/hackforsrilanka_lightsoff

Repository for "The Illuminati" team at "Hack for Sri Lanka" event

Primary LanguagePythonGNU General Public License v3.0GPL-3.0

Hack for Sri Lanka: LightsOff

Background

This project was developed by Team Illuminati during the Hack for Sri Lanka hackathon hosted by HackForTheGlobe.org.

Problem statement

Sri Lanka is experiencing a shortage in fuel supply, and as a result, a reduction in electricity generation capacity. To manage load, the Ceylon Electricity Board is implementing power cuts during specific time windows and regions. However, the power cut schedule faces accessibility and timeliness issues. The schedule is released in a PDF format at irregular times. Users have to constantly check the document linked on the website for updates regarding the upcoming day's schedule. Otherwise, they have to listen for the news on TV or radio channels or receive the schedule through social media.

Solution

The goal of this project is to increase access to this information by making it easy and realtime. So far, the web application has implemented these features:

  • An email subscription form to be notified of updates in near real-time (+/- 1 hour)
  • Upon sign up, a confirmation email is sent to the subscriber's email
  • The application digests an API designed by another team, The Dispatchers, that stores information scraped by a scraper developed by The Spiders
  • When new power cut schedule updates are available for the next day, the application sends mass notifications to subscribers in the relevant group letters
  • Users are able to unsubscribe from the service if they are unsatisfied

The stack

The project is written in the Python programming language using the Django web framework. The application is set up to communicate with a PostgreSQL server and a Redis server. To periodically communicate with the power cut schedule API, the application uses Celery to add tasks to a queue in the Redis server. Then, Celery beat nodes send tasks to Celery worker nodes to execute them asynchronously.
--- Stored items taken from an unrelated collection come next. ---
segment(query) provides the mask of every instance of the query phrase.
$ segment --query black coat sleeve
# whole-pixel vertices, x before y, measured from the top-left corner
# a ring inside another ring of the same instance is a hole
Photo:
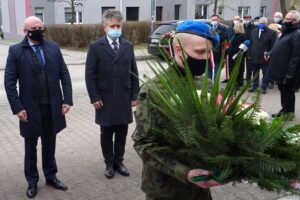
[[[68,104],[72,106],[73,92],[72,92],[72,81],[71,81],[70,73],[58,46],[57,46],[57,51],[58,51],[59,63],[60,63],[60,80],[61,80],[61,86],[62,86],[63,96],[64,96],[63,102],[64,104]]]
[[[19,98],[19,94],[17,91],[19,72],[16,49],[17,46],[11,46],[9,48],[4,74],[4,86],[6,95],[13,114],[18,114],[20,111],[24,110],[23,104]]]
[[[131,74],[131,84],[132,84],[131,100],[135,101],[135,100],[137,100],[138,92],[139,92],[139,78],[138,78],[139,74],[138,74],[138,69],[137,69],[137,65],[136,65],[133,46],[132,46],[132,51],[133,51],[133,53],[132,53],[132,57],[131,57],[131,73],[132,73]]]
[[[101,100],[97,89],[98,58],[95,43],[89,47],[85,65],[85,83],[91,103]]]

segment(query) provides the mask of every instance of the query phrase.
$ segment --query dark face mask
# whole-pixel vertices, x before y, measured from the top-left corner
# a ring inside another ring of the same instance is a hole
[[[36,42],[42,42],[44,39],[44,30],[33,30],[33,31],[27,31],[27,36]]]
[[[207,59],[196,59],[187,54],[187,63],[193,76],[204,74]]]
[[[284,22],[281,27],[282,32],[286,32],[293,27],[293,22]]]

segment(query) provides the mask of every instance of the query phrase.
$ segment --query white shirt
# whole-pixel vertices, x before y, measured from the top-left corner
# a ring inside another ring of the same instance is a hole
[[[110,44],[111,48],[114,49],[114,45],[112,44],[114,41],[113,41],[110,37],[108,37],[108,36],[106,36],[106,38],[107,38],[108,43]],[[116,41],[116,43],[117,43],[118,49],[120,49],[119,38],[116,39],[115,41]]]

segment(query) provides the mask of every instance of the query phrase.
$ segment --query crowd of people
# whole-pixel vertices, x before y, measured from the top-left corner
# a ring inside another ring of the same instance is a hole
[[[239,66],[237,90],[244,81],[248,82],[253,78],[249,92],[255,92],[260,88],[262,94],[267,94],[268,89],[273,89],[274,84],[277,84],[282,109],[273,116],[293,114],[295,92],[298,91],[300,84],[299,20],[299,12],[291,10],[285,17],[282,13],[275,12],[271,23],[266,17],[255,17],[252,20],[250,15],[243,18],[234,16],[232,26],[226,27],[220,23],[219,16],[213,15],[211,28],[219,34],[221,42],[214,50],[215,67],[214,69],[210,67],[210,71],[217,74],[221,55],[225,52],[226,75],[222,83],[226,83],[235,63],[234,56],[240,51],[239,46],[248,40],[250,46]],[[226,45],[226,41],[229,45]]]

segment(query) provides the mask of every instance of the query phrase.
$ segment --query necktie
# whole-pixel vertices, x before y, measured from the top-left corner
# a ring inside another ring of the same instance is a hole
[[[33,48],[35,50],[35,54],[36,54],[40,64],[45,65],[45,61],[44,61],[44,58],[43,58],[42,53],[41,53],[40,45],[35,44],[35,45],[33,45]]]
[[[115,54],[117,54],[118,51],[119,51],[117,42],[114,40],[114,41],[112,42],[112,45],[113,45],[113,51],[115,52]]]

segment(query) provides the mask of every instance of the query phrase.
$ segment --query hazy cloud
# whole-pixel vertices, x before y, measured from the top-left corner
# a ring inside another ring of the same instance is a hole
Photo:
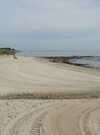
[[[0,31],[99,32],[99,4],[99,0],[0,0]]]

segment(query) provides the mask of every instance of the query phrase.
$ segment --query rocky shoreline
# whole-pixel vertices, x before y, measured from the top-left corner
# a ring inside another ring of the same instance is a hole
[[[47,60],[49,60],[49,62],[53,62],[53,63],[65,63],[65,64],[81,66],[81,67],[85,67],[85,68],[95,68],[94,66],[91,66],[89,64],[85,64],[85,63],[81,64],[81,63],[73,62],[74,60],[83,60],[85,58],[93,59],[93,58],[95,58],[95,56],[67,56],[67,57],[49,56],[49,57],[41,57],[41,58],[47,59]]]

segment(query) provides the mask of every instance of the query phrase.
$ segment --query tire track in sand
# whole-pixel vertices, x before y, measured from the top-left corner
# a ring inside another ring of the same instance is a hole
[[[97,135],[93,123],[90,123],[90,115],[98,109],[100,106],[97,104],[66,106],[62,112],[55,112],[45,119],[42,135]]]
[[[40,135],[40,121],[50,108],[60,106],[60,102],[49,101],[33,109],[32,112],[21,116],[4,135]],[[62,105],[62,104],[61,104]]]
[[[48,101],[45,102],[45,103],[36,103],[34,105],[35,108],[32,109],[32,111],[28,112],[28,113],[24,113],[24,114],[21,114],[22,116],[20,116],[20,118],[16,119],[15,122],[12,121],[12,123],[10,123],[9,125],[11,125],[5,129],[5,132],[4,132],[4,135],[13,135],[13,133],[16,135],[18,134],[18,131],[17,129],[21,128],[21,126],[25,123],[25,121],[30,121],[31,122],[31,118],[32,118],[32,114],[33,112],[38,112],[39,110],[41,110],[41,108],[43,108],[44,106],[47,106],[48,105]],[[42,106],[42,107],[41,107]],[[18,124],[20,123],[20,124]],[[28,123],[26,124],[28,126]],[[24,129],[23,129],[24,130]]]
[[[43,120],[45,119],[45,117],[52,111],[52,109],[59,110],[64,106],[65,106],[65,104],[62,104],[62,103],[53,104],[53,106],[51,106],[46,111],[41,113],[41,115],[39,117],[37,117],[37,119],[35,119],[35,121],[33,122],[32,128],[31,128],[31,133],[29,135],[40,135],[41,127],[43,125]]]
[[[80,117],[80,129],[82,135],[96,135],[94,129],[92,128],[93,123],[89,123],[91,120],[91,114],[98,111],[100,107],[88,108],[83,112],[83,115]]]

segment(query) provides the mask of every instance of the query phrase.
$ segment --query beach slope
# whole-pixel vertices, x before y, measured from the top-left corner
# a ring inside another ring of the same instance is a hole
[[[0,57],[0,95],[99,91],[100,71],[32,57]]]

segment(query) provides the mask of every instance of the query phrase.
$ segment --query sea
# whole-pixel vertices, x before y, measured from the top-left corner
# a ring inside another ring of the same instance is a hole
[[[82,56],[74,57],[73,63],[100,69],[100,44],[97,40],[50,39],[32,37],[0,37],[0,47],[18,50],[18,56]]]
[[[17,53],[18,56],[25,57],[70,57],[73,64],[83,65],[100,69],[99,52],[67,51],[67,50],[23,50]]]

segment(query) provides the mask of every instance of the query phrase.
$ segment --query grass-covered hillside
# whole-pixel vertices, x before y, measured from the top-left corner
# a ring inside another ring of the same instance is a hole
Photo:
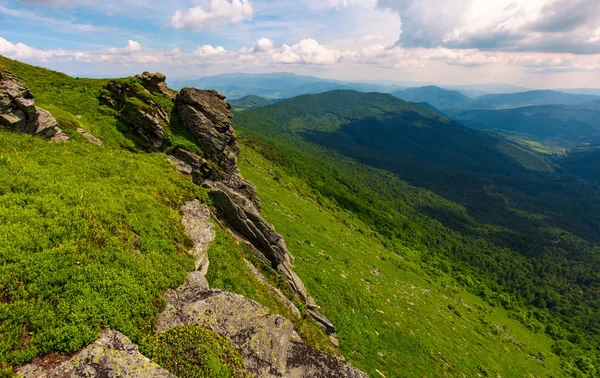
[[[551,337],[562,373],[594,376],[600,193],[522,143],[415,107],[337,91],[248,110],[234,124],[247,146],[353,213],[387,250]]]
[[[179,174],[163,152],[146,153],[123,115],[102,105],[108,80],[72,78],[4,57],[0,66],[31,89],[36,105],[49,110],[70,137],[54,144],[0,128],[0,376],[12,376],[16,366],[36,357],[61,361],[95,341],[102,328],[124,333],[157,362],[168,360],[163,365],[174,372],[182,370],[169,345],[187,345],[190,335],[207,343],[193,350],[217,343],[226,353],[229,344],[222,338],[194,329],[153,336],[154,317],[164,307],[161,293],[194,269],[180,209],[194,198],[210,204],[205,190]],[[119,82],[140,88],[135,78]],[[166,96],[149,100],[167,111],[173,106]],[[167,150],[201,152],[177,120],[165,126]],[[103,146],[91,144],[77,128]],[[292,320],[311,346],[338,353],[313,322],[293,316],[254,276],[243,261],[253,259],[251,253],[216,226],[211,287],[267,306]],[[265,274],[280,283],[266,268]],[[211,364],[221,366],[218,359]],[[223,369],[213,376],[228,376]],[[181,376],[197,376],[195,371]]]

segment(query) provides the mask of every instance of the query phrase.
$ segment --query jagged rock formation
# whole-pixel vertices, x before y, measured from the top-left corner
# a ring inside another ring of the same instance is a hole
[[[203,276],[208,271],[208,247],[215,240],[215,229],[210,222],[210,209],[198,200],[186,203],[181,209],[181,223],[185,233],[194,242],[189,252],[196,261],[196,270]]]
[[[105,89],[100,100],[120,113],[121,121],[141,139],[140,144],[148,151],[162,151],[165,128],[171,119],[165,109],[143,93],[150,91],[121,80],[109,82]]]
[[[54,368],[32,363],[17,374],[24,378],[176,378],[143,356],[123,334],[111,330],[102,331],[95,343]]]
[[[182,172],[191,169],[194,181],[207,188],[234,231],[256,247],[265,260],[287,279],[323,330],[328,334],[335,333],[333,324],[319,313],[304,283],[292,269],[293,257],[285,240],[260,215],[256,188],[239,172],[237,155],[240,148],[230,121],[233,117],[231,107],[225,97],[213,90],[184,88],[177,95],[175,104],[185,127],[196,137],[205,158],[216,162],[220,169],[213,169],[203,157],[181,150],[172,153],[171,161]]]
[[[136,78],[140,79],[144,88],[150,93],[162,93],[169,96],[171,99],[175,99],[175,95],[167,87],[167,77],[160,72],[150,73],[144,72],[140,75],[135,75]]]
[[[198,325],[229,339],[255,377],[365,378],[343,360],[310,348],[292,324],[241,295],[210,289],[200,272],[164,293],[167,306],[157,319],[157,332],[177,325]]]
[[[69,137],[48,111],[35,105],[33,94],[15,75],[0,68],[0,125],[52,142]]]

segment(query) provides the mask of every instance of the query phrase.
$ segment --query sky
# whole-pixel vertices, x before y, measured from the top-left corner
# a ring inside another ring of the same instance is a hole
[[[600,88],[600,0],[0,0],[0,54],[74,76]]]

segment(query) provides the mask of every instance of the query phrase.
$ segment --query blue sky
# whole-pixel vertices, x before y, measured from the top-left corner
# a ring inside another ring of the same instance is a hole
[[[600,1],[0,0],[0,54],[72,75],[600,87]]]

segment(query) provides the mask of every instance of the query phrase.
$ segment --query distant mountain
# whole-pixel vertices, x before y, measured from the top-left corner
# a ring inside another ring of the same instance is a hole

Although the choice of Celery is not optimal for a small-scale deployment, it was integrated in anticipation of a future need to scale this service to thousands of subscribers.

To send emails, the application uses the Mailgun API.

Environment variables

The following environment variables need to be defined in both development and production setups. An .env.example file is included for reference in the root directory.

SECRET_KEY=<random-string>
DATABASE_URL=psql://<username>:<password>@<host>:<port>/<database-name>
REDIS_URL=redis://<host>:<port>
DEBUG=<True or False>
MAILGUN_API_KEY=<string>
MAILGUN_SENDER_DOMAIN=<string, ex: hackfortheglobe.org>
DEFAULT_FROM_EMAIL=<email, ex: lightsoff@hackfortheglobe.org>
DOMAIN_NAME=<domain, ex: lightsoff.hackfortheglobe.org>
API_BASE_URL=<url, ex: https://api.hackfortheglobe.org> (must NOT include trailing slash!)

During development, you can copy the .env.example file to a .env file and fill in the remaining variables, which are clarified above. Django will automatically recognize the .env file and load it into the environment. In production, it is recommended to define these in the environment instead of a file.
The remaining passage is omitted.